Charles Clarke, Education Secretary, had hoped to make yesterday's annoucement but stayed in London to oversee the publication of the controversial top-up fees Bill.
Ministers have been concerned for some time to make inspection better value for money. Peter Housden, director general of the schools directorate in the Department for Education and Skills, raised the question in a speech to grammar-school heads last summer.
Pilots of the new inspections are expected to begin shortly.
A new framework for inspection was introduced only in September last year and the usual time between inspections was extended from four years to six.
Mr Miliband was expected to emphasise that ministers believe effective inspection and self-evaluation are the key to the achievement of their goal of "personalised learning" for all pupils.
The Government is hoping that this idea will transform secondary schools.
From this September, schools will have to offer every secondary pupil a "neogtiated individual learning plan". This will identify where each pupil is, set targets and lay down in detail how they are to be reached.

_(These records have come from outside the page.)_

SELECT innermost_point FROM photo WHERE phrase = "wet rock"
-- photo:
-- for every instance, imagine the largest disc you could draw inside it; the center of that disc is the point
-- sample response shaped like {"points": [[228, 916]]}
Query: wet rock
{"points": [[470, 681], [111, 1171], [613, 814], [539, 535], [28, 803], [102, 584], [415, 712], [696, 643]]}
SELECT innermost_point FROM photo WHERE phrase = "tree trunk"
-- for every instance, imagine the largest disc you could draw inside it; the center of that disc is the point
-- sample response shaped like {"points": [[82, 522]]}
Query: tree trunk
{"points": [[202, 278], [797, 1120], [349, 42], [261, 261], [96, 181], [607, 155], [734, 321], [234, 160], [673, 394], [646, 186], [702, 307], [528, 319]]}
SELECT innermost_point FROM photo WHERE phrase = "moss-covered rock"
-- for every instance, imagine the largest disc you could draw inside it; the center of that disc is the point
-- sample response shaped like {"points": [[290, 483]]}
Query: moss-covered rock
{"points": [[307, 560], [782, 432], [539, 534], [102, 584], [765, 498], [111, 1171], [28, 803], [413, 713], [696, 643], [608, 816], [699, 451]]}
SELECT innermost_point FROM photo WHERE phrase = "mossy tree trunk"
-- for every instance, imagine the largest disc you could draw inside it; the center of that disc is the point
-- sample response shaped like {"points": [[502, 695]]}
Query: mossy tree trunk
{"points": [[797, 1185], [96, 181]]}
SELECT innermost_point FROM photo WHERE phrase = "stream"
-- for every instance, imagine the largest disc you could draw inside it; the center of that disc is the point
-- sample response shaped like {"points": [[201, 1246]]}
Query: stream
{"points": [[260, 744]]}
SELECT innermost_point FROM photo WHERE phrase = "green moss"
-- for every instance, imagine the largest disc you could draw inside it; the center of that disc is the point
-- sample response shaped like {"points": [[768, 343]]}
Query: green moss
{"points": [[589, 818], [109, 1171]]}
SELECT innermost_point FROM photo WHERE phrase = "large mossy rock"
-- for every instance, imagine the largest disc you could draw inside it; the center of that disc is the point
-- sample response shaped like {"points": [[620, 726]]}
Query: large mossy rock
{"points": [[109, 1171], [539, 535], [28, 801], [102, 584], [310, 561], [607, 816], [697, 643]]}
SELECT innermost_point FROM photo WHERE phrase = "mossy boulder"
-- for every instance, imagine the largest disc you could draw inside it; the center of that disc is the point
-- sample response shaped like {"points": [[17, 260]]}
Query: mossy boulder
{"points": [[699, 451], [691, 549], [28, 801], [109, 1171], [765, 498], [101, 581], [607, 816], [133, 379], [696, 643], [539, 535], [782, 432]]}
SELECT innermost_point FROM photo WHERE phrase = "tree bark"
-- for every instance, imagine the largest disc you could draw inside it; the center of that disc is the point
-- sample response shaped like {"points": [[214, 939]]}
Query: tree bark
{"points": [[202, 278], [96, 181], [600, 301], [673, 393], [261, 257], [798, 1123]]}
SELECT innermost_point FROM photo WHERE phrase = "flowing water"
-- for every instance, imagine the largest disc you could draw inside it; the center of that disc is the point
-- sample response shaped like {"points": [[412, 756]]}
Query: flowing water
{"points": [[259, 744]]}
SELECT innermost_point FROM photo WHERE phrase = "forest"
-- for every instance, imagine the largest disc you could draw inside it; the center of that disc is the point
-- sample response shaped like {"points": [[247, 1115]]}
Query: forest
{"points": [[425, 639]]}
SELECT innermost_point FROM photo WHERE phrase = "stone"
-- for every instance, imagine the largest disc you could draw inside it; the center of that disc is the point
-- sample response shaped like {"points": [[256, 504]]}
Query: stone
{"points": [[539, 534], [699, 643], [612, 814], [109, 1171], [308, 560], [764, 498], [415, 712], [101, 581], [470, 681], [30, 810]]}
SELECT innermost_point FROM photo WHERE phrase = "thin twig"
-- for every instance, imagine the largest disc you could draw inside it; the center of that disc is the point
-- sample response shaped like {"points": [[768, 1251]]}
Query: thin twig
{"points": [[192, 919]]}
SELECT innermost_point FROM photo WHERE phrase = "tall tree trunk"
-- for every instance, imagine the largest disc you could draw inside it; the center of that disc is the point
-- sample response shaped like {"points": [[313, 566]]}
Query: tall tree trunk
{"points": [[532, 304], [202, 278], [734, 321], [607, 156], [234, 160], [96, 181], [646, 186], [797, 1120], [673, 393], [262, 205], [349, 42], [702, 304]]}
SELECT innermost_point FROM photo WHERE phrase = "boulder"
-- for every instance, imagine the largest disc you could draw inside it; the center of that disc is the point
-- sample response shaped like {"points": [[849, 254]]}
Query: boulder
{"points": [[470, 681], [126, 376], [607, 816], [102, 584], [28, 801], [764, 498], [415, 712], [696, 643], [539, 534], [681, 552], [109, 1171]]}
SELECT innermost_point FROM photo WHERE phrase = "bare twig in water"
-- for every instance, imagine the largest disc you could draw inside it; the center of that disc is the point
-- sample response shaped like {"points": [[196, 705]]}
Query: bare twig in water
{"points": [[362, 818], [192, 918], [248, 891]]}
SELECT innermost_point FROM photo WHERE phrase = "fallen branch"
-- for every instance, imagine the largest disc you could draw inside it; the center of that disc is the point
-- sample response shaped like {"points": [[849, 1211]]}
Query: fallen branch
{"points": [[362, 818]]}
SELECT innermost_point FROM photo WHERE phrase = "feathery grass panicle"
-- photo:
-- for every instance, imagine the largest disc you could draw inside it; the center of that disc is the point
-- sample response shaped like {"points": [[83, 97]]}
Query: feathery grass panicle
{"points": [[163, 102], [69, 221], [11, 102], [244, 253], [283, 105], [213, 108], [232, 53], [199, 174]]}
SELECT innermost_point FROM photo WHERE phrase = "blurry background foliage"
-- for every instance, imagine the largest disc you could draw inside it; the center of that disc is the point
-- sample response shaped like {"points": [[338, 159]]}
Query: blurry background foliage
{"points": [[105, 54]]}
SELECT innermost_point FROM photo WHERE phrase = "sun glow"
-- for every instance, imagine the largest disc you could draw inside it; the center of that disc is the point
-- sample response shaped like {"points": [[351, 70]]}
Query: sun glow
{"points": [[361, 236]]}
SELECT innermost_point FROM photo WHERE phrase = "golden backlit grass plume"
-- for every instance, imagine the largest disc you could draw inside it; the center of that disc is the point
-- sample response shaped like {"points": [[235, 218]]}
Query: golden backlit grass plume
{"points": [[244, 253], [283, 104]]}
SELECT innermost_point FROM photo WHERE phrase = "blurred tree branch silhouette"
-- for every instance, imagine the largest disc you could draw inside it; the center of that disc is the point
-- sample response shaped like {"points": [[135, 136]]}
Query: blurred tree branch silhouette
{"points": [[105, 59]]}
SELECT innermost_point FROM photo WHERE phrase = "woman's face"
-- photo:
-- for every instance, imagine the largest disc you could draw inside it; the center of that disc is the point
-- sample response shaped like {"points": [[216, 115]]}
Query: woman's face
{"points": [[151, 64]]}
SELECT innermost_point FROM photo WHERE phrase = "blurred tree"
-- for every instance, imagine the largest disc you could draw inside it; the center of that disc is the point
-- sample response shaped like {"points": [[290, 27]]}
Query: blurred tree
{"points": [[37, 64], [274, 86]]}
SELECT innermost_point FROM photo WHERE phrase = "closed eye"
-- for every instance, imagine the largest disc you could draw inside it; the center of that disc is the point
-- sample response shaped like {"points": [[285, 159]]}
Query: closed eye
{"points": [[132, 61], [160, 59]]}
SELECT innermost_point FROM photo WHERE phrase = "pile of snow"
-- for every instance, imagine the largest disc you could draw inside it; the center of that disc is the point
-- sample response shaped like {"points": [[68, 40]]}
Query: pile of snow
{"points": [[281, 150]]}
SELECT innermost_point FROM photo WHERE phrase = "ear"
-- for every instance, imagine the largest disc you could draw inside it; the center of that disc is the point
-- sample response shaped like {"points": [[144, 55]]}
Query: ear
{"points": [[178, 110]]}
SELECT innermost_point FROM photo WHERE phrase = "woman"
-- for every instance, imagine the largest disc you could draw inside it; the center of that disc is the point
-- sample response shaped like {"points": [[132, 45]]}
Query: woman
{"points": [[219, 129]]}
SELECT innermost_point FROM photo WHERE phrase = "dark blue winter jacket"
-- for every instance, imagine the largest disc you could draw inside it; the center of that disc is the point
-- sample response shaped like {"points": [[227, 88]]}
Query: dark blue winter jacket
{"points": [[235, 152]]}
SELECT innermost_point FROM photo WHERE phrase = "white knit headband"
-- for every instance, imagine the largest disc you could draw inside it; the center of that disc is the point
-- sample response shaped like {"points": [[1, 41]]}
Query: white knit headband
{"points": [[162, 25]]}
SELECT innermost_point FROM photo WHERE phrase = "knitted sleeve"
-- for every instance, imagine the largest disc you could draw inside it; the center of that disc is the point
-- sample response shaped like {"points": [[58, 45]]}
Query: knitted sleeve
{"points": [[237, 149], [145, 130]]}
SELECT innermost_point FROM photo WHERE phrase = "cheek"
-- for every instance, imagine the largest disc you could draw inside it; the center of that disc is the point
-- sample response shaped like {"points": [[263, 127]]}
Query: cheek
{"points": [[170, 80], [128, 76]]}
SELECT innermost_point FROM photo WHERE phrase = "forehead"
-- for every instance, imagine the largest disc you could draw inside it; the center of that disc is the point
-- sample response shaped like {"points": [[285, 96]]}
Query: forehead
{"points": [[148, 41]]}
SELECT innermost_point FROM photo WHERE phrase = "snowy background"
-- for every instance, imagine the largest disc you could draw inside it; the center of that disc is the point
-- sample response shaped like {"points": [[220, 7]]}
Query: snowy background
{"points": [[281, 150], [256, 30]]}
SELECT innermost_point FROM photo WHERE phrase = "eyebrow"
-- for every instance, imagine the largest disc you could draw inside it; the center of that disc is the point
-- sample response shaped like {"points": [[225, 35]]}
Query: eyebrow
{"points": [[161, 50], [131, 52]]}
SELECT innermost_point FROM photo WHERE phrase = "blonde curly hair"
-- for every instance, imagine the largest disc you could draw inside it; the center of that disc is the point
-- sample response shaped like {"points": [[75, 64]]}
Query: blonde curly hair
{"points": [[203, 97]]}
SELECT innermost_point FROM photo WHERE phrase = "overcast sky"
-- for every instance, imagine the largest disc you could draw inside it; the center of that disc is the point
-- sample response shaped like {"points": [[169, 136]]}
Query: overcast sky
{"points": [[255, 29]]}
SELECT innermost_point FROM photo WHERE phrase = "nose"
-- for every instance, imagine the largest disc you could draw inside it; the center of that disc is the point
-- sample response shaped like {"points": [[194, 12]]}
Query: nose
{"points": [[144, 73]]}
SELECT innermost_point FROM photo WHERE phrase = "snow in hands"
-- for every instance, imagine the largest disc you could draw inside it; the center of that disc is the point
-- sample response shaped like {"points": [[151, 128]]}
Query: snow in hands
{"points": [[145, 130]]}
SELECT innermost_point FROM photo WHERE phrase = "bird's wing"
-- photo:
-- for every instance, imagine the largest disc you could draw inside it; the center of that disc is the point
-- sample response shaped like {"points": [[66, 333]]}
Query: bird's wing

Mr Miliband was also due to announce that every secondary school will have a single, expert adviser, probably a serving or recently retired head who will "act as a critical friend and be authorised to agree the school's performance targets jointly on behalf of the DfES and the education authority". The scheme will be piloted shortly in at least five education authorities. The plan aims to cut down the amount of bureaucracy and paperwork heads have to cope with.
Mr Miliband was expected to outline plans for the pilot of new profiles which would give a broader picture of schools and show how they perform in relation to other, similar schools.
Exam and test results would be published alongside the school's view of its priorities and performance and the profile should eventually replace the governors' annual report to parents.
Ministers have said that they are determined to keep performance tables for 11-year-olds in primary schools and for 14 and 16-year-olds in secondary schools, even though Scotland, Wales and Northern Ireland have stopped national publication of tables.
John Dunford, general secretary of the Secondary Heads Association, said the proposal to link inspection more closely with support for school improvement was long overdue.
"Mature school self-evaluation reports on performance across the board and it isn't necessary for external inspection to replicate this."
The conference, attended by 900 teachers and school leaders, also heard Professor Tim Brighouse, the commissioner for London, say that students should be charged an extra 10 per cent in top-up fees for each year they had spent in private education.
Cynthia Hall, new president of the Girls' Schools Association of independent girls schools, said many parents could barely afford the fees and all contributed to education through taxes.